I don't miss that at all.


JVM, in my case.


haven't tried. If you're not interested in SSR and just want the fulcro server ("/api") for lambdas. There you can use fulcro server or just do your own thing and use for the parsing the queries.


Thanks. Let me try that out


I could do with having the money to stay a short walk from our London office when I come down, so that it really is only one journey down and one journey home.


That would be ideal


whoa, okay that's an insane commute 😞


Sorry you're feeling low dude


@alex.lynham - Thanks πŸ™‚ In fairness to all concerned, the work-time this trip has been awesome, and I'm not just saying that 'cos some of those people lurk in this channel, but for some reason being away from home has just been harder this week. I am sure it will pass.


Anyone got any experience with using AWS EC2 to ship in large files (15-25 GB) and then push them to S3? I am noticing that doing this on an ad hoc, manual basis I am being hit with network throttling, which I have overcome in the short-term by just killing one instance and launching a new one, but this is not a scalable solution...
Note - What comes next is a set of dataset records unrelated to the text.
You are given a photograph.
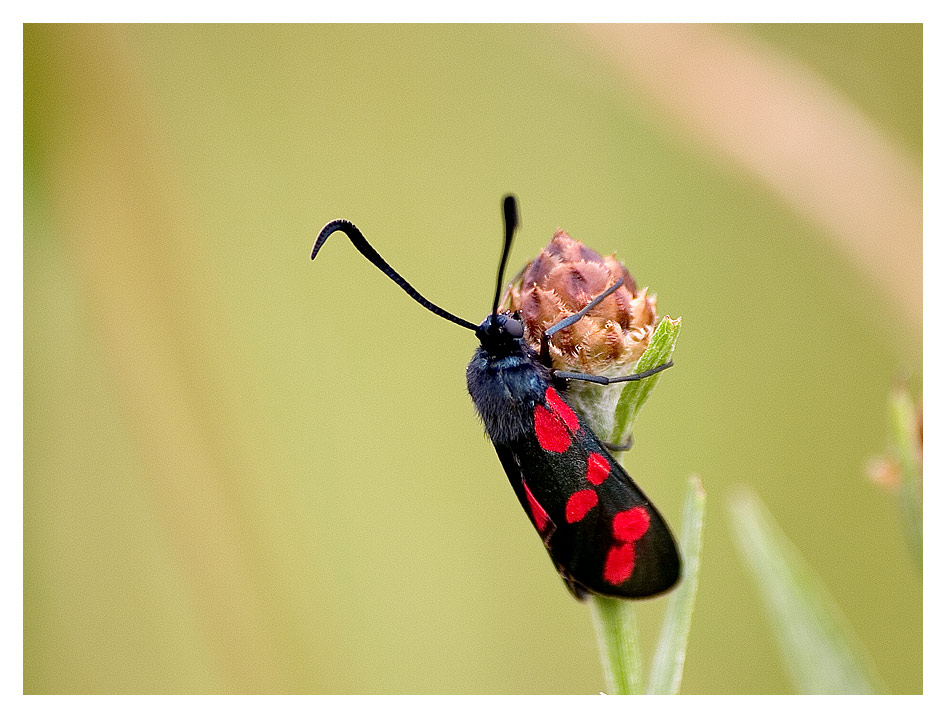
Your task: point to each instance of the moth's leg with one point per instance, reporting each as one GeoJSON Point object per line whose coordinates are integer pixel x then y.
{"type": "Point", "coordinates": [572, 319]}
{"type": "Point", "coordinates": [599, 379]}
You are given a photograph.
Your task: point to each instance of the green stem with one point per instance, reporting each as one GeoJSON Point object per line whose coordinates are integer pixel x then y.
{"type": "Point", "coordinates": [614, 621]}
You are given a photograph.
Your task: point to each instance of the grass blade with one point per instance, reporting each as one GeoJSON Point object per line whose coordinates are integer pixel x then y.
{"type": "Point", "coordinates": [904, 421]}
{"type": "Point", "coordinates": [668, 666]}
{"type": "Point", "coordinates": [635, 394]}
{"type": "Point", "coordinates": [821, 652]}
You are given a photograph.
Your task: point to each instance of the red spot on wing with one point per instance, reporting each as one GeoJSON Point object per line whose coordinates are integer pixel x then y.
{"type": "Point", "coordinates": [630, 525]}
{"type": "Point", "coordinates": [562, 409]}
{"type": "Point", "coordinates": [598, 470]}
{"type": "Point", "coordinates": [619, 563]}
{"type": "Point", "coordinates": [540, 517]}
{"type": "Point", "coordinates": [579, 504]}
{"type": "Point", "coordinates": [550, 431]}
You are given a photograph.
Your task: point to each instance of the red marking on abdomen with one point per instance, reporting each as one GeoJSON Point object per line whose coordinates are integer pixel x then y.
{"type": "Point", "coordinates": [619, 564]}
{"type": "Point", "coordinates": [550, 431]}
{"type": "Point", "coordinates": [598, 470]}
{"type": "Point", "coordinates": [579, 504]}
{"type": "Point", "coordinates": [540, 518]}
{"type": "Point", "coordinates": [630, 525]}
{"type": "Point", "coordinates": [562, 409]}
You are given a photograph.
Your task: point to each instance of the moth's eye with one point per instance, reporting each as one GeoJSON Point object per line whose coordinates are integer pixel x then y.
{"type": "Point", "coordinates": [514, 328]}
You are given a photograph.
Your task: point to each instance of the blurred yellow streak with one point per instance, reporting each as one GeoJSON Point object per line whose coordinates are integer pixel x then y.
{"type": "Point", "coordinates": [778, 121]}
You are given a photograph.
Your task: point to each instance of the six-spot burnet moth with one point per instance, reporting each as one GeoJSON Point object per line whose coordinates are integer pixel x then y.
{"type": "Point", "coordinates": [602, 532]}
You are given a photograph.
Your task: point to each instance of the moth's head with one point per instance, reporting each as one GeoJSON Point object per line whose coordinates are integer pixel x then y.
{"type": "Point", "coordinates": [500, 330]}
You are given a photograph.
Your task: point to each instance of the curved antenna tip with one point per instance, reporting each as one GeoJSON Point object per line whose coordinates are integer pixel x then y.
{"type": "Point", "coordinates": [510, 211]}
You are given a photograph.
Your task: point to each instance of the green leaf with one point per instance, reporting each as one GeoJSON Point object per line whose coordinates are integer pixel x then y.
{"type": "Point", "coordinates": [821, 652]}
{"type": "Point", "coordinates": [668, 665]}
{"type": "Point", "coordinates": [614, 621]}
{"type": "Point", "coordinates": [635, 394]}
{"type": "Point", "coordinates": [908, 449]}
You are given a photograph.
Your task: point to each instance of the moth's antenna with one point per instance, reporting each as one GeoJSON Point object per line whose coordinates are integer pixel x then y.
{"type": "Point", "coordinates": [361, 244]}
{"type": "Point", "coordinates": [510, 221]}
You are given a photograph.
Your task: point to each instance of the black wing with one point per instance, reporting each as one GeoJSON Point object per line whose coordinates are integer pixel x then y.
{"type": "Point", "coordinates": [602, 532]}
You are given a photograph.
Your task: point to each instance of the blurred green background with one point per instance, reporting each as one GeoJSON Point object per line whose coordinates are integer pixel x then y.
{"type": "Point", "coordinates": [248, 472]}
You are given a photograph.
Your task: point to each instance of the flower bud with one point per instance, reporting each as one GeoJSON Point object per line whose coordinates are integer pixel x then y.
{"type": "Point", "coordinates": [562, 280]}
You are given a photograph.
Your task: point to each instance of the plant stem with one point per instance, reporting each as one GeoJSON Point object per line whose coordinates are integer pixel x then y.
{"type": "Point", "coordinates": [614, 621]}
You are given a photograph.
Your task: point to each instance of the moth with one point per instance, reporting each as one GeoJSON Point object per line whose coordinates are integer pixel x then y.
{"type": "Point", "coordinates": [603, 534]}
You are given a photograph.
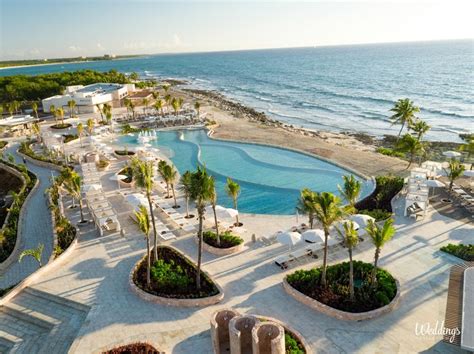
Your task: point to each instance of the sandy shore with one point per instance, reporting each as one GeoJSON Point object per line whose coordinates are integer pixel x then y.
{"type": "Point", "coordinates": [236, 122]}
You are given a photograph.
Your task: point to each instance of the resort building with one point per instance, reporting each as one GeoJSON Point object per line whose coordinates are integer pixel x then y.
{"type": "Point", "coordinates": [88, 97]}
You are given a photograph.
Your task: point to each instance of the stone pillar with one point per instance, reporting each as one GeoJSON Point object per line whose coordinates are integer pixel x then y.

Worst case scenario I could__ just acquire the files MUCH more slowly (7-9 hours instead of 15 minutes) after the throttling kicks in (assuming that the throttling is not lifted at some point), but I would rather find out if there is a reliable way to provision infra that can consistently move large files around at speed..?


Also, I need to make sure that I am not (in the fullness of time) paying network traffic fees to move files from EC2s in my Default VPC to S3 - it has been suggested to me that this might be a sleeping cost waiting to come and bite me if I don't take steps to mitigate it.


What sort of instance types are you using?


At the moment, 'cos I am doing it manually, spinning one up for >1hr I am just using t2.micro-s


That could be part of the problem, bigger instances get dedicated network


Yeah, I figured


The thing is, until I have this side of things automated I don't want to pay the hourly for great big, crunchy instances


Could you look at spot instances?


I am nearly done with this brief bit of manual data shipping - the last of three files is going to S3 as I type and is nearly there - but I need to start approaching the problem of automating this whole process and I just want to be certain that the instance I deploy to will not get its network connectivity throttled


when I do it.


i've never noticed any network throttling... we don't generally ship files as big as 25GB but 3-5GB is common


@mccraigmccraig I did one at 20.1 and then another at 19.5 and they both shipped at an average network speed of 30Mb/s but when I kicked off the third transfer I was looking at speeds of 600kb/s instead


(third transfer was another 20.1 Gb file)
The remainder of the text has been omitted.